Icyb3r
November 2, 2019, 8:53pm
19
R***s service cli look > @rowra said:
Type your comment> @trollzorftw said:
Type your comment> @UrielY said:
The exploit on r***s should work?
Yes
what if it doesn’t? no session was created
I used tnet and n cat working fine with me.
but the command syntax for listing directory annoying little bit.
Found W***** but cant seem to find the r***** that some have mentioned. A hint would be welcome.
Type your comment> @ZeWanderer said:
Found W***** but cant seem to find the r***** that some have mentioned. A hint would be welcome.
Scan again, and scan ALL
Type your comment> @trollzorftw said:
Scan again, and scan ALL
Found it, thanks!!
im completely stuck. Both the exploits i thought to work dont work either cause i cant config it right, or i just dont understand it…
I found rs and w *n but dont have any sort of clue how to use em
j3wker
November 2, 2019, 9:26pm
25
Same - got low privs shell - kinda lost on whats next - still enumerating…
Type your comment> @j3wker said:
Same - got low privs shell - kinda lost on whats next - still enumerating…
How did you get low priv shell? My R***** and W***** exploits keep failing
Rooted. A tad CTF-like, but pretty fun.
Foothold: Scan everything . The next step is well documented.

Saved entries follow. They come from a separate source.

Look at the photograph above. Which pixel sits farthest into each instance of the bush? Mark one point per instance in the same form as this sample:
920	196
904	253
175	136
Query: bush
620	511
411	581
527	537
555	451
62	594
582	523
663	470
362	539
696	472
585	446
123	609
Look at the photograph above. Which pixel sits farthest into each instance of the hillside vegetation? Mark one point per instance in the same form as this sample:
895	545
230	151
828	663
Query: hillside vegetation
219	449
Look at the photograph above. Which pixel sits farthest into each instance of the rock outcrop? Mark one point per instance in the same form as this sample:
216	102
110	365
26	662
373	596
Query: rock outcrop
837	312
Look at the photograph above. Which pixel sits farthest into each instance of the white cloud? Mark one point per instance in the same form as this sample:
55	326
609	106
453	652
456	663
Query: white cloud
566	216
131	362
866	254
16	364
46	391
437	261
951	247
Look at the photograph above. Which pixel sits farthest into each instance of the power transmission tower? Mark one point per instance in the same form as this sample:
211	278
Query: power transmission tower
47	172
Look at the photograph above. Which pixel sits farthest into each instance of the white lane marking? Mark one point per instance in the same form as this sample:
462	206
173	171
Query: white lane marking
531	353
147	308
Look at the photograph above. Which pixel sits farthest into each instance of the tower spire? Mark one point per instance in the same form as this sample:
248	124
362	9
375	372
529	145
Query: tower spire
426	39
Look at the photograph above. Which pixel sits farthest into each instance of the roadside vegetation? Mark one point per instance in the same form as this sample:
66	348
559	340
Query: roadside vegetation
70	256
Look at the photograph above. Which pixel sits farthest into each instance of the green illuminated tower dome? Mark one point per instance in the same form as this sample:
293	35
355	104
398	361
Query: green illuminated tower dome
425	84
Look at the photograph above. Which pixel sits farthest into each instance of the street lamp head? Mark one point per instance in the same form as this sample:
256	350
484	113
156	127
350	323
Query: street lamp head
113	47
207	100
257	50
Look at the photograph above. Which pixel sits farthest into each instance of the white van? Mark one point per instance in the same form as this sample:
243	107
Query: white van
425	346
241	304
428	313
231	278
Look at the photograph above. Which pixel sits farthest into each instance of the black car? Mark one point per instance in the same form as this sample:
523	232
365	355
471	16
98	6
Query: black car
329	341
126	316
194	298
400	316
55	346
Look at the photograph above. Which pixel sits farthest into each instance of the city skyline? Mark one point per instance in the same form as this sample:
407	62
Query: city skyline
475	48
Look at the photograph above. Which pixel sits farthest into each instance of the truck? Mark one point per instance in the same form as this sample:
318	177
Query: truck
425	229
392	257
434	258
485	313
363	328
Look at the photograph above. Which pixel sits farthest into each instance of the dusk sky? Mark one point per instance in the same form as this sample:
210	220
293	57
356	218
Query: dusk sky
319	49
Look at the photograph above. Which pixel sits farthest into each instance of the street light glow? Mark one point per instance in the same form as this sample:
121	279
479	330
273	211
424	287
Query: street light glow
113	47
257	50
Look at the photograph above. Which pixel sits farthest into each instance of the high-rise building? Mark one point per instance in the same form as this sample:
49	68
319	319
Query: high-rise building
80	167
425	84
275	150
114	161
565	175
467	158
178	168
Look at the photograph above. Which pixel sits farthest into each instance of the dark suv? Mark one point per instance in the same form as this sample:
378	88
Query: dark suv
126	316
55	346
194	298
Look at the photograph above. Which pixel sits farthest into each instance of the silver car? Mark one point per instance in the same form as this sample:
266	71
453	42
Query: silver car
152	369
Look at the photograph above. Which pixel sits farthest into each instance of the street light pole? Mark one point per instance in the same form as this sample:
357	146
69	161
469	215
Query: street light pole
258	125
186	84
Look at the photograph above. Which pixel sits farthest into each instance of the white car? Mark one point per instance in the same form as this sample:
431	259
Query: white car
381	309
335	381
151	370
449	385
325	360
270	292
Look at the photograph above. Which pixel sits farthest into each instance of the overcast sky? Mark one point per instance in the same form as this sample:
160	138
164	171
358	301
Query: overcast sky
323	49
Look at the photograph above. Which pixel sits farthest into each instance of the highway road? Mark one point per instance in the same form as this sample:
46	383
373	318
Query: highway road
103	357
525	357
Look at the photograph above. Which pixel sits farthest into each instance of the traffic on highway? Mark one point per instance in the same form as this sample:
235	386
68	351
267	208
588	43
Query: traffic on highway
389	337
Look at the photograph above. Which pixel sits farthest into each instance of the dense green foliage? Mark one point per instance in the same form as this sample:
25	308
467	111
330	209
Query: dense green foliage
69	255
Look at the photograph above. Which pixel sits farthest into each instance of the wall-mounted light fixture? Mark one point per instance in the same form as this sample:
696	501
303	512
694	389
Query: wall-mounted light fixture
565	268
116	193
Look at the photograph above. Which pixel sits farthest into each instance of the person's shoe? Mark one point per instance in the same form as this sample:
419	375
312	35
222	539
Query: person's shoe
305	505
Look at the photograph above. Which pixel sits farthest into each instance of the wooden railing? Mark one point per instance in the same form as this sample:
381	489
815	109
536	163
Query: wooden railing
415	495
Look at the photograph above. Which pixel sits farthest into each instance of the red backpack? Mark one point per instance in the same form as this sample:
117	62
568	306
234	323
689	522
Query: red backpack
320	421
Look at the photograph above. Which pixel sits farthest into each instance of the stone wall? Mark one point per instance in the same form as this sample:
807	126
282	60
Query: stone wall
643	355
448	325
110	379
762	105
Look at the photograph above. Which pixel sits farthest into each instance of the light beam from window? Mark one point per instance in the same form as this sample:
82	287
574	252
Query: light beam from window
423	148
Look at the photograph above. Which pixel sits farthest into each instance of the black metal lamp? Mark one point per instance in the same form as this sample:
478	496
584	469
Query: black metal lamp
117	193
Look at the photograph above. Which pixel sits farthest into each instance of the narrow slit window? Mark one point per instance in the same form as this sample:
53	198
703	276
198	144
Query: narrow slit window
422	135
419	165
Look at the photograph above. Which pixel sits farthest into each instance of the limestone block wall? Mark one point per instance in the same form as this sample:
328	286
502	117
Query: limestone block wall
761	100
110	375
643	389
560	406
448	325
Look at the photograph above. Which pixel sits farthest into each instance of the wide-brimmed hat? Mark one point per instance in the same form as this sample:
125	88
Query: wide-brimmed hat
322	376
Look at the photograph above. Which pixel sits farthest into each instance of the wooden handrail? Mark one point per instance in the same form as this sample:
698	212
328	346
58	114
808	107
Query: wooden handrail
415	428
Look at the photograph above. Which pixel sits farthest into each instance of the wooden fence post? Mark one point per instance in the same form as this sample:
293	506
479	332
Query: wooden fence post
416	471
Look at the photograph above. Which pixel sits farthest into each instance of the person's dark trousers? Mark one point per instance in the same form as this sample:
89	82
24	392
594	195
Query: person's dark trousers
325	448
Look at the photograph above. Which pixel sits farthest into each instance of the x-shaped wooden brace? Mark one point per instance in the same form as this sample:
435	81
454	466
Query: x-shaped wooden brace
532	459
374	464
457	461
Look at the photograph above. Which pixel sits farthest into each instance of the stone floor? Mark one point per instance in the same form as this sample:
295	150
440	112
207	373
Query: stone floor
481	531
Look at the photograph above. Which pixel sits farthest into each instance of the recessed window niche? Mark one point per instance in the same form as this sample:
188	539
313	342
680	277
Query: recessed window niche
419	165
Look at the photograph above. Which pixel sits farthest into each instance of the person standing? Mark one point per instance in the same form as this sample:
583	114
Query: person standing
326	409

User: Enumeration scripts should find it, you won’t have to go too deep.
Root: You might have seen a method you couldn’t have used earlier, you can now.
Ok so slight update:
One exploit i tried apparently worked, but…theres no session that was created
rybaz
November 2, 2019, 9:54pm
29
Type your comment> @ZeWanderer said:
Type your comment> @j3wker said:
Same - got low privs shell - kinda lost on whats next - still enumerating…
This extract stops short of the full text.